DUVARLARIN ARDINA SOR

Biliyorum. İş işten geçince başlıyor muhabbet. Huyu kurumayan insan farkına varamıyor hala kendine sunduğu bahanelerin. Yaşam elden akıp giden su gibiymiş. Gitsin… Ömür tüketime tabi, bedeni ekşiten, yumuşatan, boynu eğdiren, kemik sızlatan bir mücadeleymiş. Varsın bu da böyle olsun. Hangimiz yaşamı farkında olarak yaşadık ki?
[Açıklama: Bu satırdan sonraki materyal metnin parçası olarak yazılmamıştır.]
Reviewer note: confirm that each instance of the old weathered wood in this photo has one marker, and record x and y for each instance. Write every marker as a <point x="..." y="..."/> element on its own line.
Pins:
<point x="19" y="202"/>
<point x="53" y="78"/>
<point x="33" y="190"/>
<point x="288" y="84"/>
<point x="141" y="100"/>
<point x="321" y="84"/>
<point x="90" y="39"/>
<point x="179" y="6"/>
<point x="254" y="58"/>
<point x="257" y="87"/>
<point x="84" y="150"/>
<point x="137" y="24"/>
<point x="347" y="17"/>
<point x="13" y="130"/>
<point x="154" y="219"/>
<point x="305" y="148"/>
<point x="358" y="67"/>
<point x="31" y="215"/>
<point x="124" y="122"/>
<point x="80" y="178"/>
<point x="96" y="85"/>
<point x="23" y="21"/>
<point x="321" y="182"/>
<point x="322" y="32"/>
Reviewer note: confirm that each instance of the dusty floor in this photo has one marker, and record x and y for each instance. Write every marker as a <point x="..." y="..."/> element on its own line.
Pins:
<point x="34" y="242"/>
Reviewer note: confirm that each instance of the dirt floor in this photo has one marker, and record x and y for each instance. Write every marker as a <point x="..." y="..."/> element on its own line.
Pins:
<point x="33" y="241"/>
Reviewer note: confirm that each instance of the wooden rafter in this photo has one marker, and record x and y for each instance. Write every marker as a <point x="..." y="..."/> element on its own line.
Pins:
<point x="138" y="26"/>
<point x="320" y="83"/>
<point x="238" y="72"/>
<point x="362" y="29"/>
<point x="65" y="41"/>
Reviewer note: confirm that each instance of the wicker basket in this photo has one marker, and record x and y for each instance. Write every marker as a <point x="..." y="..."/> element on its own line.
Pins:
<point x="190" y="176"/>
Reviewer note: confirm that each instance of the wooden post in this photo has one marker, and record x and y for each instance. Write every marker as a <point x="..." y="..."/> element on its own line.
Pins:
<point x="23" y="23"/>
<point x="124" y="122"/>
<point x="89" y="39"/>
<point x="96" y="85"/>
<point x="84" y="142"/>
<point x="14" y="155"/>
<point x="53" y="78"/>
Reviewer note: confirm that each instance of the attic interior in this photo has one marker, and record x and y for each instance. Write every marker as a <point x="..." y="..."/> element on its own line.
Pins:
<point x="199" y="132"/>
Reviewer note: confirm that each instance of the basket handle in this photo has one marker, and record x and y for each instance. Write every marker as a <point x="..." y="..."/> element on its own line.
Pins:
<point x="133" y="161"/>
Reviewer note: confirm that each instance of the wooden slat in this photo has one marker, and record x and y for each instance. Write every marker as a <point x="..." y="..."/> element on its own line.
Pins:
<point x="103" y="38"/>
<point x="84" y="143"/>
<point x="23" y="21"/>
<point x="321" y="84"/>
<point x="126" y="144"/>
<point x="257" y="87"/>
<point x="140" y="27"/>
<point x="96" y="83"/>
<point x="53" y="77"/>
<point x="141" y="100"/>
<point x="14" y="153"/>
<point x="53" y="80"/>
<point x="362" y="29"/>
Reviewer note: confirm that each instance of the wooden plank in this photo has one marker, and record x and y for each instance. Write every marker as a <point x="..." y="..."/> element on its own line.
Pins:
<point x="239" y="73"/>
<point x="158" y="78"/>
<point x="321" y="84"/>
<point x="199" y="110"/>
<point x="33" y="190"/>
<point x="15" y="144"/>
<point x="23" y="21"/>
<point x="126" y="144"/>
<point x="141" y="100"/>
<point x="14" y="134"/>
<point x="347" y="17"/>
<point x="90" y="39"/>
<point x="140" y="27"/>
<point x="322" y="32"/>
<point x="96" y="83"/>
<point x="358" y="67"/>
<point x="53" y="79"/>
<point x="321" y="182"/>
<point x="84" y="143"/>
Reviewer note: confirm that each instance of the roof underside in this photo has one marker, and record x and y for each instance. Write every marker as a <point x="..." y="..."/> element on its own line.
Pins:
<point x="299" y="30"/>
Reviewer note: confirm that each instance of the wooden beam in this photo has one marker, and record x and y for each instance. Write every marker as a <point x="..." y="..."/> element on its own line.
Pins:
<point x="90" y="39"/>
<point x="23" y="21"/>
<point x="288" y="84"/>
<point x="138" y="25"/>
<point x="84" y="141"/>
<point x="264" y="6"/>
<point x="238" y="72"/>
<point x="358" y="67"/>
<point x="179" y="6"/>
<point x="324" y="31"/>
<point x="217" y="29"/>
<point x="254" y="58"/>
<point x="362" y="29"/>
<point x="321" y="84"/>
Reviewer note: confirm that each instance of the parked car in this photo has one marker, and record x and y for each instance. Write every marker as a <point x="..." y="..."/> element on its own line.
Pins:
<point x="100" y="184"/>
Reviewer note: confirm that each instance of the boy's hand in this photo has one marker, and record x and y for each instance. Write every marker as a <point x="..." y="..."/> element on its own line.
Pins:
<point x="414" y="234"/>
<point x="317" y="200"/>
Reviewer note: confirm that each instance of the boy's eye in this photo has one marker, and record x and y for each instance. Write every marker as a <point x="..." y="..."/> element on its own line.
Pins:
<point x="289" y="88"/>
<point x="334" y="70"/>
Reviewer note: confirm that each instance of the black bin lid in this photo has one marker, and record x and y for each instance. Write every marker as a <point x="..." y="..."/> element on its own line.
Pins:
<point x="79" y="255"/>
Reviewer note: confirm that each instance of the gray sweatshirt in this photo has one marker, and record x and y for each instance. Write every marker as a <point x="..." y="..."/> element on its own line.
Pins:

Sorular büyük sorumluluklar yükler. Sorduysan düşünmeye mecbursun. Sorduysan muhasebe etmek zorundasın. Kendine soran, insanlığa sormuş gibidir. Sormak, anlamanın en yücesidir. Sahi, parmak kaldırmak hala utanılacak bir şey değil mi? Eğer kaldırmazsan o eli, bir gün unutursun nereden geldiğini, benliğini, yeşile boyanmış çimin altında yatan toprak gerçeğini… Kan, sadece damarlarda değil, can sadece iskeleti taşımıyor. Yüzlerce yılın ağırlığı ve hatırası var üzerinde. Baktığın zaman aynaya yan gelip yatanları mı görüyor gözlerin? Yoksa sen de bu genç yaşınca beyin körü mü oldun? Buzulların ardına bak, toprağın altına, dağların üstüne, kitapların yalnızca arka kapaklarına değil içine bak. Sorduklarını ara. Geçmişinden bugüne getirdiklerinde.